As shared on its website, the competition regulator ruled that the merger was "unlikely to substantially lessen competition in any New Zealand market."
The Commerce Commission added that it reached this decision by focusing on "the importance of Activision games to New Zealand gamers," naming Call of Duty, Overwatch and World of Warcraft as examples, and whether Microsoft was likely to "stop rivals like Sony and NVIDIA from offering those games on consoles and on cloud platforms."
"While Activision games, in particular Call of Duty, are popular with New Zealand gamers, our enquiries did not find that they are likely to be 'must have' in order to compete with Microsoft in New Zealand," said the organisation's chair, Dr John Small.

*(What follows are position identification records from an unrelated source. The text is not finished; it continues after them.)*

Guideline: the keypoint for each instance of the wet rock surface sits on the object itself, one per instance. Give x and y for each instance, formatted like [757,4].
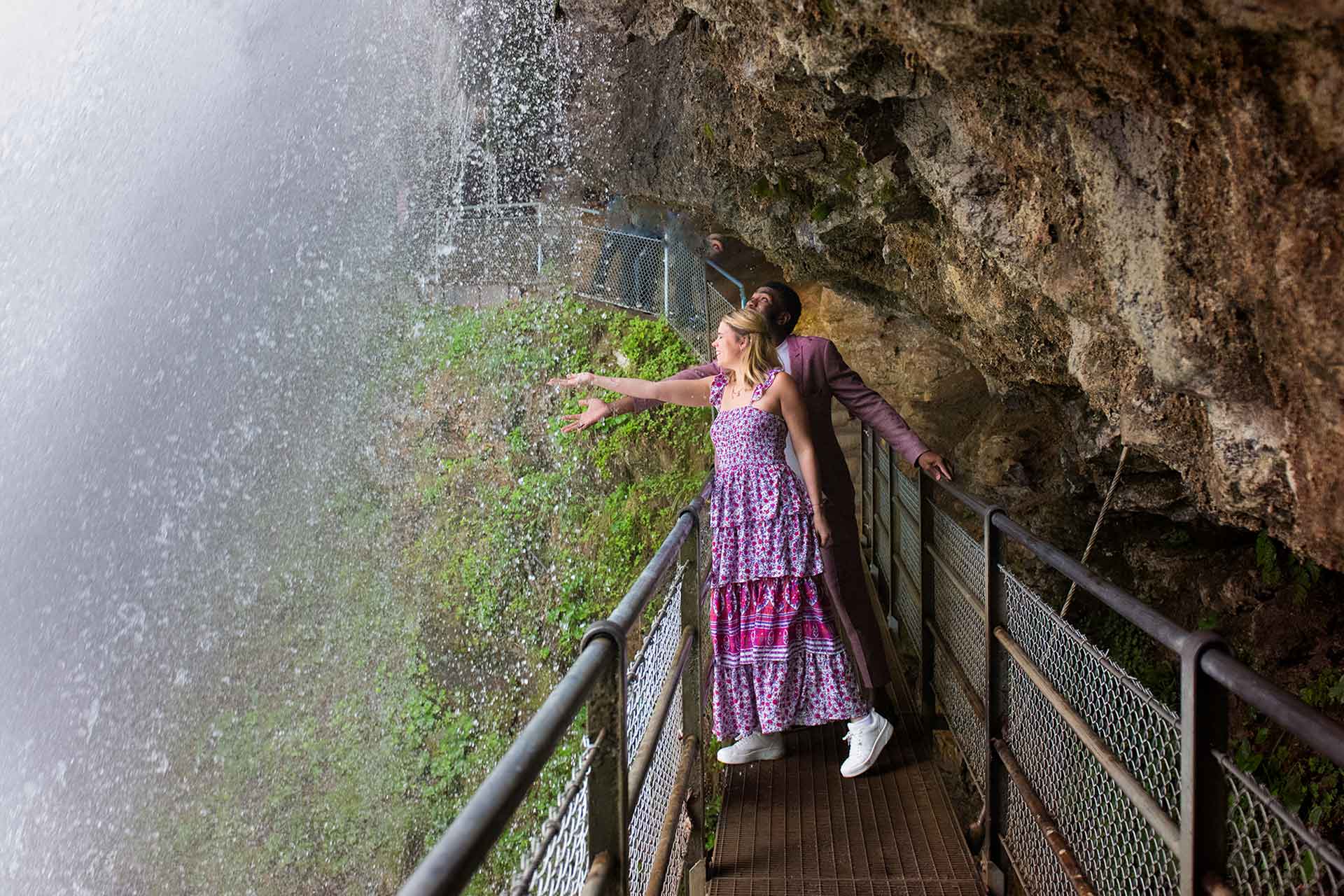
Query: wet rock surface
[1047,229]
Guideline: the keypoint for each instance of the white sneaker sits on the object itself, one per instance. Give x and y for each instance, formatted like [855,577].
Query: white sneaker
[866,742]
[753,747]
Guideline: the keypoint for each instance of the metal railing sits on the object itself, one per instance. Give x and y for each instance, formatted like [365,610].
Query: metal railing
[632,817]
[531,244]
[1091,783]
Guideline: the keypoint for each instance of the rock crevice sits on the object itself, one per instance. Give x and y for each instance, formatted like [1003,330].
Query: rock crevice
[1121,223]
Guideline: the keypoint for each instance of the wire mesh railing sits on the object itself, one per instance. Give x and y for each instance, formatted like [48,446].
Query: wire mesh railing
[537,244]
[1091,782]
[631,816]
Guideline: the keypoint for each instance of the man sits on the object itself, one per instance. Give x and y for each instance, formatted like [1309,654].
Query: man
[822,374]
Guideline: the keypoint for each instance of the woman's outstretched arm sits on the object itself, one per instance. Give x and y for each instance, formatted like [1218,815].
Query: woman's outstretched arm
[796,416]
[689,393]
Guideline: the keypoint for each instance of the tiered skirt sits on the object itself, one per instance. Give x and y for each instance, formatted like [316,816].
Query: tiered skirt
[778,659]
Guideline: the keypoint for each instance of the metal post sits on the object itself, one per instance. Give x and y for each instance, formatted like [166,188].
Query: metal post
[993,865]
[667,282]
[692,713]
[866,463]
[894,530]
[1203,789]
[608,782]
[926,597]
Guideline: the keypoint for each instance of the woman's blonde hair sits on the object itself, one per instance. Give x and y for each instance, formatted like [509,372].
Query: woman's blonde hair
[761,352]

Reacting to the decision on social media, Microsoft president Brad Smith said: "With today’s approval from New Zealand, we’re cleared to move forward with our acquisition of Activision Blizzard in 41 countries. We will continue to work to resolve outstanding concerns and bring this deal to a close."
A spokesperson from Microsoft also told Press Start: "We appreciate the thoughtful consideration by the New Zealand Competition Commerce Commission of our acquisition of Activision Blizzard and welcome their its [sic] decision to clear the deal unconditionally. This acquisition will ultimately benefit the gaming industry and gamers and we will continue to work toward closing the deal."
Last month, Microsoft and Activision Blizzard announced they had extended the deadline for the acquisition to October 18.